Das hat mir gut gefallen:

● Beantragt war die Ehrung schon vor fast zwei Jahren. Warum man sich in Erfurt allerdings so lange Zeit gelassen hat, kann ich nicht erklären. Jetzt ist der „Ehrenbrief des Freistaates Thüringen“ aber vom Ministerpräsidenten unterzeichnet worden und Landrat Dr. Werner Henning hat freundlicherweise die Verleihung übernommen. Mit diesem Ehrenbrief wollten wir das schöpferische und geschichtliche Wirken von Bernhard Rinke in Uder und speziell seine Leistungen bei der Herausgabe von Band 2 unserer Chronik ehren. Bei einer kleinen Feierstunde in unserer Bibliothek habe ich aber auch die vielen anderen Aufgaben skizziert, die Herr Rinke im Laufe seines Lebens in unserer Gemeinde gewirkt hat. Zusätzlich zur Anerkennung mit der Ehren-urkunde hat die Gemeinde auch noch eine materielle Ehrung beigesteuert, um entstandenen Auslagen ausgleichen zu können. Wir hoffen, dass sich der Jubilar (er ist 90 Jahre geworden) gefreut hat.

● Kaum war der letzte Gemeindebote verteilt, meldete sich Frau Pilz und hat mich korrigiert: Es sei ihr gelungen, das Parkettgeschäft in eine gute Zukunft zu führen. Somit wird diese Leistung auch in den nächsten Jahren in Uder angeboten und Frau Piltz ist Ansprechpartne-rin vor Ort. Wir haben dann umgehend Aushänge veranlasst und das Missverständnis aufgeklärt. Ich lasse mich gern korrigieren und wün-sche auch weiterhin immer volle Auftragsbücher und viel Erfolg!

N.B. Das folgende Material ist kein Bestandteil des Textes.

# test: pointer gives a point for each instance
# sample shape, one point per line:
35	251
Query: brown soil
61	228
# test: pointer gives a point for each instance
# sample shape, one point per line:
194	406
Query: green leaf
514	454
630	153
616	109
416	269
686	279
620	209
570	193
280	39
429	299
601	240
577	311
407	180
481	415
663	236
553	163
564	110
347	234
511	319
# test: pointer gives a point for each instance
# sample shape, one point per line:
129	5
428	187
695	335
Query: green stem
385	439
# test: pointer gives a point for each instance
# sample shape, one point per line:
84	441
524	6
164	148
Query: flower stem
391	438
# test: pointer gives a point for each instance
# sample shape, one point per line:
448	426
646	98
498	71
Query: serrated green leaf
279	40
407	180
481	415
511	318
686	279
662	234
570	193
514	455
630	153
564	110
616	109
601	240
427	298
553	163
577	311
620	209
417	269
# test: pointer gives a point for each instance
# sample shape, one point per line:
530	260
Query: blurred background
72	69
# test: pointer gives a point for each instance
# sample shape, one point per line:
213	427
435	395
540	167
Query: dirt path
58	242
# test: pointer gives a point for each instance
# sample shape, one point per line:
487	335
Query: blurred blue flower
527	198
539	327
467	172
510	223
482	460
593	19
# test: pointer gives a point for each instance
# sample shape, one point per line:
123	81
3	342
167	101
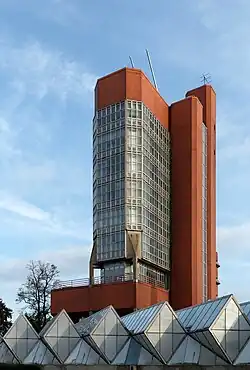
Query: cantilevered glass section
131	192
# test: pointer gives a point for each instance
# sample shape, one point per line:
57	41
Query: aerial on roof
214	333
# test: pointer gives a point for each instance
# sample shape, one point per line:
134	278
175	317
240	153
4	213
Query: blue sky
51	54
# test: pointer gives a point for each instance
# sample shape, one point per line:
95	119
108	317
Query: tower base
125	297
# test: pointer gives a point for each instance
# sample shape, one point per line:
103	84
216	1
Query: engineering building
154	222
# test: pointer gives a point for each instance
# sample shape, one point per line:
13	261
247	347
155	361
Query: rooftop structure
213	333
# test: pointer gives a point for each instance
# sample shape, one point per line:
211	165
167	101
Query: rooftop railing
108	280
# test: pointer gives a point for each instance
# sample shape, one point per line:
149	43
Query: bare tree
5	318
35	292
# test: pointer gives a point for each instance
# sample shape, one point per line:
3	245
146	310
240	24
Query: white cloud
39	71
32	219
22	208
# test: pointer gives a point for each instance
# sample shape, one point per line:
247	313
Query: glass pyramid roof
138	321
202	316
86	325
246	308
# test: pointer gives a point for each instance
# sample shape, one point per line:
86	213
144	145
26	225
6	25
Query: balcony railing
107	280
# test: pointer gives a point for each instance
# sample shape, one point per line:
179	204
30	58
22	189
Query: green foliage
35	292
5	318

● Die Spendenbereitschaft für die vom Hochwasseropfer betroffenen Familien in Schönau reißt auch nach 3 Monaten nicht ab. Ich möchte jetzt auch keinen Spender besonders erwähnen, aber ich bin schon beeindruckt, wie groß die Hilfsbereitschaft war und noch ist: Allen ein herzliches Dankeschön und Ihr könnt sicher sein; das Geld geht zu 100% nach einen sehr guten Verteilerschlüssel an die Goldengel!  

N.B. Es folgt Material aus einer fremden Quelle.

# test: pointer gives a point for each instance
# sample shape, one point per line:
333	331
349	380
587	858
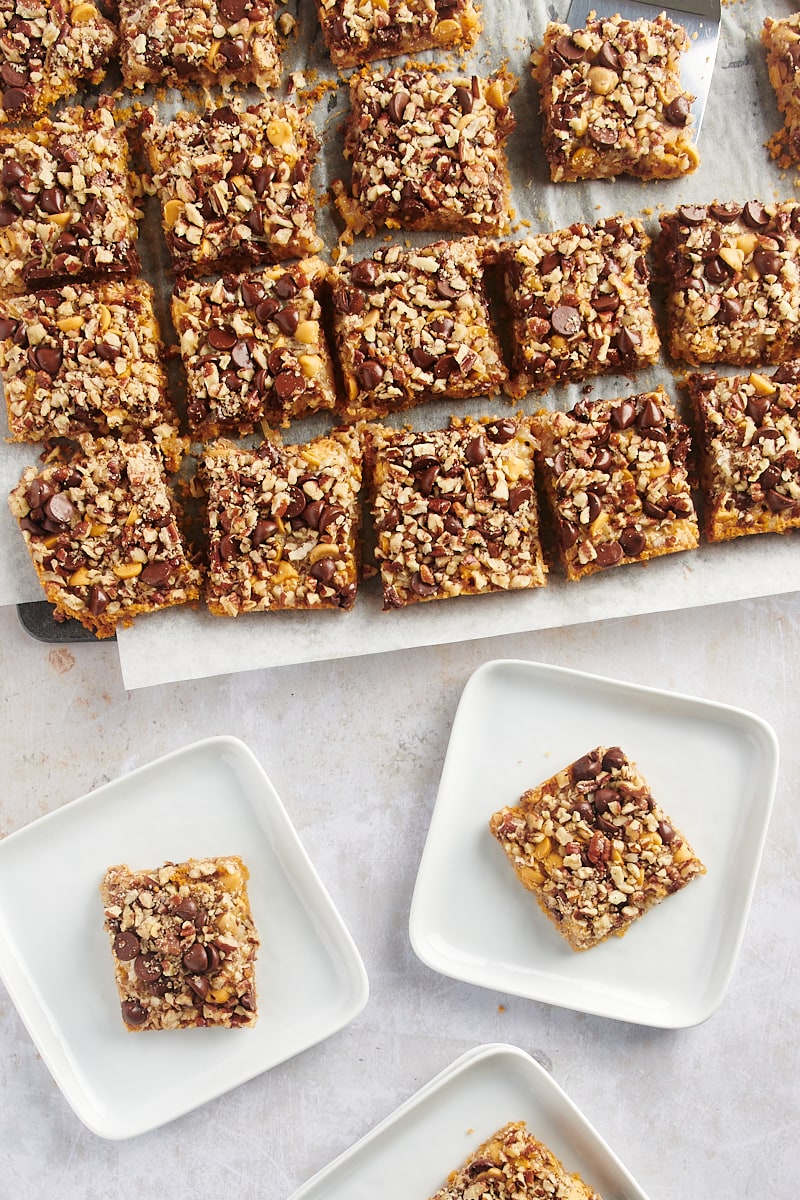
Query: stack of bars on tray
270	331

Aus aktuellem Anlass korrigiert:

● Eine Institution werden wir in unserem Ortsbild vermissen. Axel Thunert hat sein TUI-Reisebüro ganz nach Heiligenstadt verlagert.

● Das Parketgeschäft des viel zu früh verstorbenen Michael Piltz besteht weiter! Frau Piltz hat mich darüber informiert, dass nur noch die Vertragsunterschrift aussteht und dann bleibt das Geschäft in Uder!

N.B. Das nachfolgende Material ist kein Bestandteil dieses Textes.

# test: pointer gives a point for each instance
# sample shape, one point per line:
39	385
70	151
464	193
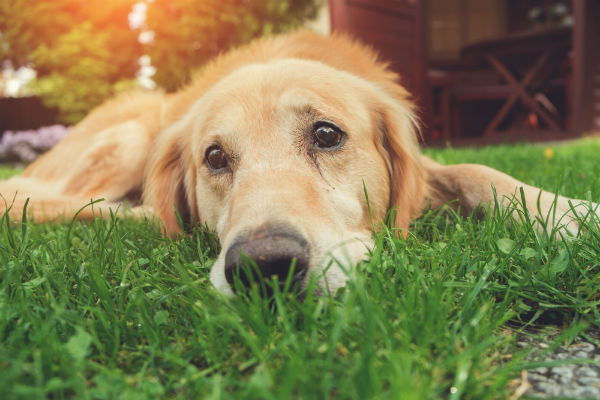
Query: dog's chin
331	268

● Es gab ja schon immer etwas Zeitverzug bei der Zuteilung der Fördermittel; aber in diesem Jahr war es „nicht normal“! Wir schreiben Oktober und erst jetzt kommen die Förderbescheide! Für die Umgestaltung des Platzes vorm Vereinshaus reichen die Mittel nicht oder wir bekommen erst die Zuteilung, wenn eine andere Gemeinde ihre Förderung zurückgibt. Einfach nur ärgerlich. Ausdrücklich ausnehmen bei meiner Kritik muss ich unsere Ansprechpartnerin, Frau Petri, vom Amt in Worbis, die uns immer bestens informiert und kompetent berät.  

 Heute einmal ein paar ausgewählte Zitate vom deutschen Schriftsteller Christian Morgenstern (1871-1914):

Schön ist eigentlich alles, was man mit Liebe betrachtet.

Je mehr jemand die Welt liebt, desto schöner wird er sie finden!

Eine Wahrheit kann erst wirken, wenn der Empfänger reif ist!

Es gibt Menschen, deren einmalige Berührung mit uns für immer den Stachel in uns zurücklässt, ihrer Achtung und Freundschaft wert zu bleiben.

Lachen und Lächeln sind Tor und Pforte, durch die viel Gutes in den Menschen hineinhuschen kann!